数週間後、客観的事実から様々な事実が起きたことを推察できるメモや調書は手渡されたが、私はそれらに目を通すことが出来なかった。嘔気を伴い、観なければならないという強迫が妻の死と“死体の有様”をフラッシュバックさせ、明瞭に私を苛み続けた。
娘のために生きるのだと自らを偽り、私は調書に目を通すことなく、溜まり切った有給を少しばかり超過した頃、会社に復帰させていた。
そして、故意的に激務をこなすことで疲れを悲しみへの麻酔にし、娘のためにと働き続け、止まらない日々の中で薄れない傷を眺めているのだ。
「お父さん、明日は何して遊んでくれるの?」
「麗奈は何がしたい?」
「私が訊いたのっ!」
「ああ、そうだね……うーん、麗奈のしたいことで良いよ」
「お父さん、それ、ずるっこ!」
麗奈のよく通る笑い声だけが本当の意味で私の心に届く気がしていた。

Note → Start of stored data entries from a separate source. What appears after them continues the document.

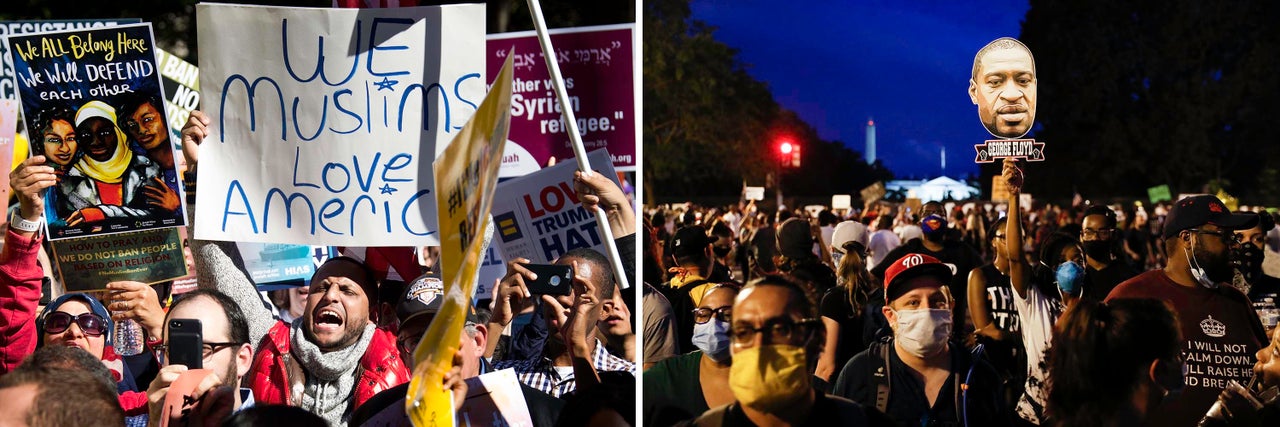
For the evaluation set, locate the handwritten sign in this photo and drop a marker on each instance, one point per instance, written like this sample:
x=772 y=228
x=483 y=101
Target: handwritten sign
x=539 y=217
x=600 y=76
x=8 y=136
x=467 y=171
x=841 y=201
x=277 y=265
x=324 y=120
x=90 y=263
x=91 y=100
x=182 y=86
x=8 y=78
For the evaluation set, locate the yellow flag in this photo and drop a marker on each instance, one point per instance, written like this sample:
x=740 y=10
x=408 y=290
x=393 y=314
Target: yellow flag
x=466 y=174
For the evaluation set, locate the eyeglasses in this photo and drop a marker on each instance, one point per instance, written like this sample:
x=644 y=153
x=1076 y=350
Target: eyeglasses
x=777 y=331
x=206 y=349
x=1097 y=234
x=90 y=324
x=704 y=315
x=1228 y=237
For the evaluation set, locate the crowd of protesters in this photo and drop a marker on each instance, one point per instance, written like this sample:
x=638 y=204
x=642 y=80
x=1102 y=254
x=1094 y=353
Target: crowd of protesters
x=336 y=352
x=961 y=313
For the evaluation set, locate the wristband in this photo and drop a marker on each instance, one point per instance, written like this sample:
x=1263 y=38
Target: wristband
x=19 y=223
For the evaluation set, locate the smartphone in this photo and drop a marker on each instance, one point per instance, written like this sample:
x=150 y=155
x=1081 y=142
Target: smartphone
x=552 y=279
x=186 y=343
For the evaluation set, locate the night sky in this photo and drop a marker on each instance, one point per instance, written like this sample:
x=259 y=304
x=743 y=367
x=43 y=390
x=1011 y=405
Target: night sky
x=904 y=64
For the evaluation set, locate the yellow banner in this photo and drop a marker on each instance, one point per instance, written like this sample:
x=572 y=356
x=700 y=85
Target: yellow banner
x=466 y=174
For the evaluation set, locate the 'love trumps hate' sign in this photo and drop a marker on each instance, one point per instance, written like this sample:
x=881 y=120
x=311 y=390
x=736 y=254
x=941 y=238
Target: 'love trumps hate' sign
x=325 y=122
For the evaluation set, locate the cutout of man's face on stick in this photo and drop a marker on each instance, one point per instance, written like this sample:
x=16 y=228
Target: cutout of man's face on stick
x=1002 y=86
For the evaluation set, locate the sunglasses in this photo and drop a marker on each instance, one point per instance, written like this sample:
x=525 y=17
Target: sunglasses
x=91 y=324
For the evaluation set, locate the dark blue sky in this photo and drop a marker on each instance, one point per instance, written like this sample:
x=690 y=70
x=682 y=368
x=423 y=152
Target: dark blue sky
x=903 y=63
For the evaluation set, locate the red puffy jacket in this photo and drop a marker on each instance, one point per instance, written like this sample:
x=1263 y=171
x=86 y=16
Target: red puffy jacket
x=380 y=367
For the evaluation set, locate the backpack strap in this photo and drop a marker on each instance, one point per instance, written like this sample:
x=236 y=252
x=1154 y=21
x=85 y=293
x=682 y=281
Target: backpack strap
x=881 y=375
x=713 y=417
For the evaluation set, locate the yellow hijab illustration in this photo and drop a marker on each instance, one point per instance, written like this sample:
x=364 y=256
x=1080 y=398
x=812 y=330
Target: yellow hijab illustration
x=112 y=170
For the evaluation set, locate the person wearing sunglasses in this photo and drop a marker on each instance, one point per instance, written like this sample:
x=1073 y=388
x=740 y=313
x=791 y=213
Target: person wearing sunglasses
x=775 y=341
x=920 y=377
x=688 y=385
x=1219 y=326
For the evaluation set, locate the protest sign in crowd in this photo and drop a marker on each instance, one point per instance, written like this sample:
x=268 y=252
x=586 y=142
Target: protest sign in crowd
x=383 y=217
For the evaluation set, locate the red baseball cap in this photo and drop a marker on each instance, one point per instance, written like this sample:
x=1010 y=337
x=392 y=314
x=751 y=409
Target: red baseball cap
x=910 y=266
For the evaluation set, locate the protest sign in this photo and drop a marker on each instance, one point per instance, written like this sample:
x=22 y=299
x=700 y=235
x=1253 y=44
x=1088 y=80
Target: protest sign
x=187 y=283
x=277 y=265
x=467 y=171
x=492 y=269
x=841 y=202
x=1159 y=193
x=8 y=134
x=538 y=216
x=600 y=74
x=352 y=102
x=149 y=256
x=182 y=87
x=91 y=100
x=494 y=399
x=8 y=79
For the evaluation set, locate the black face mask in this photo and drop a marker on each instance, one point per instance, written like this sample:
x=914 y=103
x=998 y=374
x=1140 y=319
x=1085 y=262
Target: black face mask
x=1097 y=249
x=1247 y=260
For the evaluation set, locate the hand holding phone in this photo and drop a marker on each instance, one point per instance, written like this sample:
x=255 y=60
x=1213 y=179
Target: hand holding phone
x=552 y=279
x=186 y=343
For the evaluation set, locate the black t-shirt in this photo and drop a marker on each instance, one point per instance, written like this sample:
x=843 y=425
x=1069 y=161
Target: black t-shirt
x=908 y=403
x=836 y=306
x=1100 y=283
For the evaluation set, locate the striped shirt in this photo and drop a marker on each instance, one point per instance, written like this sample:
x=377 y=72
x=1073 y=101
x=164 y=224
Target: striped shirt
x=542 y=375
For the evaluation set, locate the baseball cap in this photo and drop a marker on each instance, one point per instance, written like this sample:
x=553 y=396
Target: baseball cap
x=849 y=232
x=424 y=295
x=910 y=266
x=1200 y=210
x=689 y=240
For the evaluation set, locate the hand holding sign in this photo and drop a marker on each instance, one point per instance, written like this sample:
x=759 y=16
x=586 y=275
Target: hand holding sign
x=30 y=182
x=595 y=189
x=1013 y=177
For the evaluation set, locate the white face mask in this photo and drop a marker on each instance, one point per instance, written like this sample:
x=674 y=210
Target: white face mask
x=923 y=331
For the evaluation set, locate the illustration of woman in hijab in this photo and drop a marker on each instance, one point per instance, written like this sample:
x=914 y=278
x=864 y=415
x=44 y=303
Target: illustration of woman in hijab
x=112 y=183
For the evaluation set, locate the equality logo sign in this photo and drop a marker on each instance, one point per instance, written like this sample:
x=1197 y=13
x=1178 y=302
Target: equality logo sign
x=600 y=78
x=1004 y=87
x=94 y=108
x=539 y=217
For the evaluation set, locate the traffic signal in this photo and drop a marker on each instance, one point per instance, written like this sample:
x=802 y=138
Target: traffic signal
x=789 y=154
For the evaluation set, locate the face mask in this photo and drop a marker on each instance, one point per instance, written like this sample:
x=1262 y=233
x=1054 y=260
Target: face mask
x=1097 y=249
x=1070 y=276
x=1248 y=260
x=712 y=338
x=769 y=379
x=933 y=228
x=923 y=331
x=1214 y=271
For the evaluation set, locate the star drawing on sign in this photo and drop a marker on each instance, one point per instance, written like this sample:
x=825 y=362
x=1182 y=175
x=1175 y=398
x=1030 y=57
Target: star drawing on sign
x=387 y=83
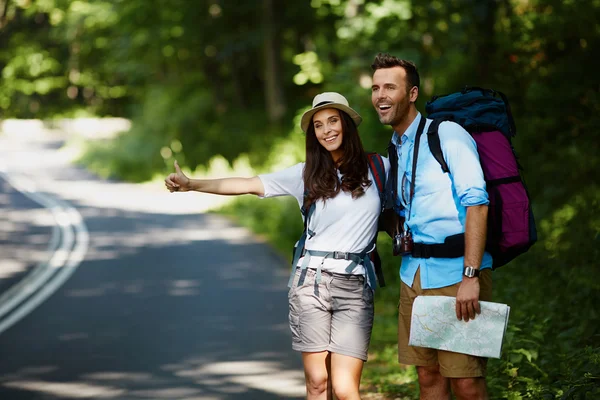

一緒に笑う時だけ、傷は癒えた。
美奈がなぜ死んだのか、誰が殺したのか、どうして殺されなければならなかったのか、知ったところでどうなるものではなかった。
今はただ美奈が残してくれた麗奈を立派に育てる。それだけは昔から変わらない絶対の目標のように思えた。
「……なら、明日は隣町の東公園にピクニックに行こうか」
「ひがしこうえん?」
「うん、お母さんと……お父さんが、よく行っていたところなんだよ」
本当は三人で行きたかったけれど、と心の中で足した自分がひどく未練たらしく侘しかったが、顔だけは笑えたように思う。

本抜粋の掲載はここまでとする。